Objectives: Cervical cancer, a leading cause of cancer-related deaths among women globally, has a significantly higher survival rate when diagnosed early. Traditional diagnostic methods like Pap smears and cervical biopsies rely heavily on the skills of cytologists, making the process prone to errors. This study aims to develop CerviXpert, a multi-structural convolutional neural network designed to classify cervix types and detect cervical cell abnormalities efficiently.

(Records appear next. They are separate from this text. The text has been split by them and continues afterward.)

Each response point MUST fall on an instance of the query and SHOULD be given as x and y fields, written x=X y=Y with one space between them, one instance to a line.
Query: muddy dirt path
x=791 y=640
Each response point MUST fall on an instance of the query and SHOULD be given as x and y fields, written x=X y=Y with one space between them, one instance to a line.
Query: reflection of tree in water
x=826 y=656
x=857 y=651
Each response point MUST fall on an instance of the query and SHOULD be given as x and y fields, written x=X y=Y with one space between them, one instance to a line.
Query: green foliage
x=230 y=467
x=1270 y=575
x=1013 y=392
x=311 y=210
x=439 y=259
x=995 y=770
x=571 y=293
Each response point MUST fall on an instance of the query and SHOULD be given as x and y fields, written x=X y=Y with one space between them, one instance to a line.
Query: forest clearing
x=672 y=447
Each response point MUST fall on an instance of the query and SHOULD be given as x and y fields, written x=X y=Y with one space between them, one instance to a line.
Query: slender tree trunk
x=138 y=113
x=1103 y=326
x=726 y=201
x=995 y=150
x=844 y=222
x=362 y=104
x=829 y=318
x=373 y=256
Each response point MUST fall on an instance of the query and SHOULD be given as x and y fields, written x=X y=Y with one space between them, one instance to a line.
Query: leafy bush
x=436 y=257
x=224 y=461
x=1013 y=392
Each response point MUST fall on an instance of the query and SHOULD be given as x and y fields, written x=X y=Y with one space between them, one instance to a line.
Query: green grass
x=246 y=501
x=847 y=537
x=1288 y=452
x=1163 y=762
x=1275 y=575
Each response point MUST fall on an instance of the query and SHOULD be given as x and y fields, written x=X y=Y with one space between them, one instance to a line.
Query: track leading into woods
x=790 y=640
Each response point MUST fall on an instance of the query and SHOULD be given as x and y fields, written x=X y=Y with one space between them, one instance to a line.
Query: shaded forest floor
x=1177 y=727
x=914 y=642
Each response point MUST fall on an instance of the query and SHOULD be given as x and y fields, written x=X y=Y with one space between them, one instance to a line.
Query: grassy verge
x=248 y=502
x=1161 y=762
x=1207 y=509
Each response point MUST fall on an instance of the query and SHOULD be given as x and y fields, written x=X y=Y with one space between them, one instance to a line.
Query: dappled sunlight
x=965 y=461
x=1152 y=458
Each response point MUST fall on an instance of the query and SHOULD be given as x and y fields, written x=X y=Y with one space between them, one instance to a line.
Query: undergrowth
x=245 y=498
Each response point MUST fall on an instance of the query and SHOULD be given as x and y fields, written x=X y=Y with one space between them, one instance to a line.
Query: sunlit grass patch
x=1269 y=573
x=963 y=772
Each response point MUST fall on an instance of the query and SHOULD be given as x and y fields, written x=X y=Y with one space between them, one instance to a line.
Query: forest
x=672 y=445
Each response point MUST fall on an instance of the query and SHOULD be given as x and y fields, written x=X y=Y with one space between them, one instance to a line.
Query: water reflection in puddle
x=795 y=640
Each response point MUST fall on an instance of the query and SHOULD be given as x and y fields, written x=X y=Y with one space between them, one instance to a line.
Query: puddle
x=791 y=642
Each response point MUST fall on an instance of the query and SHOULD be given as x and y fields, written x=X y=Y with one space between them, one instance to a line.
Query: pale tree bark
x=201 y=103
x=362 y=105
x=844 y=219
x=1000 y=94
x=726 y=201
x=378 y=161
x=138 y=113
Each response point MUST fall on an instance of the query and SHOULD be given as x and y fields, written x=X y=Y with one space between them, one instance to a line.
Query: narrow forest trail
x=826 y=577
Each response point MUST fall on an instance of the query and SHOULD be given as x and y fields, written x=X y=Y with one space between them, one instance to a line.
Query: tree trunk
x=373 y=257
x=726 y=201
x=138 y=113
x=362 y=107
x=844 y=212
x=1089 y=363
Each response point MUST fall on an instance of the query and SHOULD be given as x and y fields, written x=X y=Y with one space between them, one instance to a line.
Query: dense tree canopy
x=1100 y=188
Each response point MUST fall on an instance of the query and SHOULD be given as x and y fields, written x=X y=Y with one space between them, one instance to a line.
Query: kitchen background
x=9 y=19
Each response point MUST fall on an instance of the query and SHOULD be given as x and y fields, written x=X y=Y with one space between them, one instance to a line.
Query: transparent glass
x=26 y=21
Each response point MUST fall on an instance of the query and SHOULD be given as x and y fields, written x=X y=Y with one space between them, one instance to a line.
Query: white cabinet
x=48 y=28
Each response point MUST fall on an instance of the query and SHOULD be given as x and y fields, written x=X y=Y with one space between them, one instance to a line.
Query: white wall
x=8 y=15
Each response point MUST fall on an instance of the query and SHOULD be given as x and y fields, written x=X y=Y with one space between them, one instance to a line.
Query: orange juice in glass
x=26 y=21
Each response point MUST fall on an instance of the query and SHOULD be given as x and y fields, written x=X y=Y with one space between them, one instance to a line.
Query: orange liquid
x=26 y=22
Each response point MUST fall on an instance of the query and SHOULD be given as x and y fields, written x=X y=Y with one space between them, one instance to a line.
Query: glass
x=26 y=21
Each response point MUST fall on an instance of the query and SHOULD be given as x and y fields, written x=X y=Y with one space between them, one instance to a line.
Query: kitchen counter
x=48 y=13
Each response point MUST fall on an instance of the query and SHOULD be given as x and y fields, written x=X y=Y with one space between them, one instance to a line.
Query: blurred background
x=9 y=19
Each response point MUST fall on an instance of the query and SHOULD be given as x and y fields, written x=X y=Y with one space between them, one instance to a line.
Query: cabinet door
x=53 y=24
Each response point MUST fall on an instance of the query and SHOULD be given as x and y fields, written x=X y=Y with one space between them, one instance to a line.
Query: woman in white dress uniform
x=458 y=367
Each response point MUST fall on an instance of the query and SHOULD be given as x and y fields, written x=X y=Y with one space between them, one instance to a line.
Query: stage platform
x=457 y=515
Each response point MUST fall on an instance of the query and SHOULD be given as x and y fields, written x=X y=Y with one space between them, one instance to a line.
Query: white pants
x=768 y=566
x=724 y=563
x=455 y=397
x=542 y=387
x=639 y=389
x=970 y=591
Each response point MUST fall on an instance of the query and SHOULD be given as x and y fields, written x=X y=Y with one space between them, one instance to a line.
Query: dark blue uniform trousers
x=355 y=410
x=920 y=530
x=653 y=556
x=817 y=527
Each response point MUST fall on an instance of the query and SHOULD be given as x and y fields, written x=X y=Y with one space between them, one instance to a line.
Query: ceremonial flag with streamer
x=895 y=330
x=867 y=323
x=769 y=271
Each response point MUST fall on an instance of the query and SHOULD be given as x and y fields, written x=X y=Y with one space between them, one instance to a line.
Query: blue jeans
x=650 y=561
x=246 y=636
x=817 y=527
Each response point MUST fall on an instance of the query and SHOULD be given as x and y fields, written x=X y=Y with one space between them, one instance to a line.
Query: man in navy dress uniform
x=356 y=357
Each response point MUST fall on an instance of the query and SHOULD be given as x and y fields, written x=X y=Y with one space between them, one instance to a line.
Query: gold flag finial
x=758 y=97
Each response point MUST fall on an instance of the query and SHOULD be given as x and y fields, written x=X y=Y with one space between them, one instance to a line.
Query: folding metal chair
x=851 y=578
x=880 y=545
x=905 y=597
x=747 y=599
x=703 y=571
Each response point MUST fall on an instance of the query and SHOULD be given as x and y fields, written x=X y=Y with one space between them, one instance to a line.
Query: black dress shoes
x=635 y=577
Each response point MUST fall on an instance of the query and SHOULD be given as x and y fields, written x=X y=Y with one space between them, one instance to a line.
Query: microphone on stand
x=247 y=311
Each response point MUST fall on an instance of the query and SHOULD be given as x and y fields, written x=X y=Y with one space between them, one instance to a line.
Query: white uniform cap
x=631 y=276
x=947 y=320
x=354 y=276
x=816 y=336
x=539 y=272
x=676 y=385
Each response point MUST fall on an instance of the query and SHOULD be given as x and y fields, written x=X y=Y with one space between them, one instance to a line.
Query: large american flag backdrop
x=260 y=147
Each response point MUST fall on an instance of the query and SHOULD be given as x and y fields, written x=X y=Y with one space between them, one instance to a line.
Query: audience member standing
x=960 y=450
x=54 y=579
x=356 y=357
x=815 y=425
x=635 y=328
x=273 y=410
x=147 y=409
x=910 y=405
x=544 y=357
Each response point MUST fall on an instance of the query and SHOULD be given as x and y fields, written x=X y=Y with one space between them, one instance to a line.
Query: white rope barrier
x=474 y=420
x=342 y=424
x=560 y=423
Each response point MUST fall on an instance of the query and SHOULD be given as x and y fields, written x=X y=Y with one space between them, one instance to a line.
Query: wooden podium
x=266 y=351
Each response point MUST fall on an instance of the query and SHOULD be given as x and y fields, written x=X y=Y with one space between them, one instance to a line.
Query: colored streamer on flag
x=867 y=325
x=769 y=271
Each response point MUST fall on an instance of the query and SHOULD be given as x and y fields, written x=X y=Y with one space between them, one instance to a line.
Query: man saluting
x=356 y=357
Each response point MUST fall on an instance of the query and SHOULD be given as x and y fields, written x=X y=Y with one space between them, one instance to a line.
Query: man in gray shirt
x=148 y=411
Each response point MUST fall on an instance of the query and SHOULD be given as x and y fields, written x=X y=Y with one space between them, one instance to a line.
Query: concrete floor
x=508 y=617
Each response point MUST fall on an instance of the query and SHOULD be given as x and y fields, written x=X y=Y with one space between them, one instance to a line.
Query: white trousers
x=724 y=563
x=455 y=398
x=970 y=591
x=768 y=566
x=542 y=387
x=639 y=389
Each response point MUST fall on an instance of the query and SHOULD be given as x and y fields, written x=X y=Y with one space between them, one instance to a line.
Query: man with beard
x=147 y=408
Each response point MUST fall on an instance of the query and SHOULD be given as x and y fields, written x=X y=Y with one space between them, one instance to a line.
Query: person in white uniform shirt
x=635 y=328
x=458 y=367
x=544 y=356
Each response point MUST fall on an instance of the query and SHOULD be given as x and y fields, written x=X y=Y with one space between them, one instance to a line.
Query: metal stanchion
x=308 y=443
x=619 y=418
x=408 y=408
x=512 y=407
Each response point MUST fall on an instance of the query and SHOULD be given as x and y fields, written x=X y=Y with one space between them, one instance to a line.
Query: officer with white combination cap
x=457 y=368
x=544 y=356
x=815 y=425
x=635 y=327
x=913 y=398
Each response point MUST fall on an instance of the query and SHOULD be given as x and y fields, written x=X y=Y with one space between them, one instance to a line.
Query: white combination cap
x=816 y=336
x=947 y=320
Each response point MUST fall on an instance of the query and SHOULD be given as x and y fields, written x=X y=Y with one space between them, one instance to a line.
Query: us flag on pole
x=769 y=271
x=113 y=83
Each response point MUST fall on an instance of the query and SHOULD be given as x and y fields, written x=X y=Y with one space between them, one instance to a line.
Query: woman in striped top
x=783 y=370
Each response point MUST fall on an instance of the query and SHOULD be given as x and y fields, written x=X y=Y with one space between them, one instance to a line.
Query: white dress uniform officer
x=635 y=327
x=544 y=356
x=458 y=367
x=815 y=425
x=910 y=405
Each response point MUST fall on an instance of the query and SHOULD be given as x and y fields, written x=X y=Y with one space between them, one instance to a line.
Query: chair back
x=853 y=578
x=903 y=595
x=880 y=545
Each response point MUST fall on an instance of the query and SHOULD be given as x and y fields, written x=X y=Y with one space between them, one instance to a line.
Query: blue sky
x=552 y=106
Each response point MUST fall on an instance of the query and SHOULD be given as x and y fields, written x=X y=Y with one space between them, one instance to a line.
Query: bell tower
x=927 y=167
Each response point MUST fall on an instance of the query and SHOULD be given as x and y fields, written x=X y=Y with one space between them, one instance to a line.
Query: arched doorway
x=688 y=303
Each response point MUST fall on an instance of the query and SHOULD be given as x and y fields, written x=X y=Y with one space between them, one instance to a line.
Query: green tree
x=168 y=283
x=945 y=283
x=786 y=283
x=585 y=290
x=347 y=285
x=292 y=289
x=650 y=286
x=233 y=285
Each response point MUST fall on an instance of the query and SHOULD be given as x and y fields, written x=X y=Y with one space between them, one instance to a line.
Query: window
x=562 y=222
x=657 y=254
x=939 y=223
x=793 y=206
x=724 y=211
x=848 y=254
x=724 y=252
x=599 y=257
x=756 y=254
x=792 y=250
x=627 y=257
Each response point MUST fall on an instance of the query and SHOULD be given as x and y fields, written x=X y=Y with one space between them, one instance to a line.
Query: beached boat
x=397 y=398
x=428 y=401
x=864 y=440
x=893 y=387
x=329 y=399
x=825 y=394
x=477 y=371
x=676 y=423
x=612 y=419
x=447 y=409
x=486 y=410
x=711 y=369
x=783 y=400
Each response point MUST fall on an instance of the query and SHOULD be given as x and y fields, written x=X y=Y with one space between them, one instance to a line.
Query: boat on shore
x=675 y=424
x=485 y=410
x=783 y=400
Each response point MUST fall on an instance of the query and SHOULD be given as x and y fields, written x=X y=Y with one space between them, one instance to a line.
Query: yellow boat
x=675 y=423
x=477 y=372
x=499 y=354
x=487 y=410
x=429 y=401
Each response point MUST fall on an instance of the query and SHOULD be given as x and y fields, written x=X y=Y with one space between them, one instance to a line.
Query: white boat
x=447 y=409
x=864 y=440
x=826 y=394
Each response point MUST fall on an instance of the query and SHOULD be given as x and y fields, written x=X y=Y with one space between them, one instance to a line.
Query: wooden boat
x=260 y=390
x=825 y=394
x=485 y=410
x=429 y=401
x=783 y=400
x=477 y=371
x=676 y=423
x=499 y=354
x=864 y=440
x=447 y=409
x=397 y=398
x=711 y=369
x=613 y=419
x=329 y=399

Methods: We introduced CerviXpert, a computationally efficient convolutional neural network model that classifies cervical cancer using images from the publicly available SiPaKMeD dataset. Our approach emphasizes simplicity, using a limited number of convolutional layers followed by max-pooling and dense layers, trained from scratch. We compared CerviXpert's performance against other state-of-the-art convolutional neural network models, including ResNet50, VGG16, MobileNetV2, and InceptionV3, evaluating them on accuracy, computational efficiency, and robustness using five-fold cross-validation.
Results: CerviXpert achieved an accuracy of 98.04% in classifying cervical cell abnormalities into three classes (normal, abnormal, and benign) and 98.60% for five-class cervix type classification, outperforming MobileNetV2 and InceptionV3 in both accuracy and computational demands. It demonstrated comparable results to ResNet50 and VGG16, with significantly reduced computational complexity and resource usage.
Conclusion: CerviXpert offers a promising solution for efficient cervical cancer screening and diagnosis, striking a balance between accuracy and computational feasibility. Its streamlined architecture makes it suitable for deployment in resource-constrained environments, potentially improving early detection and management of cervical cancer.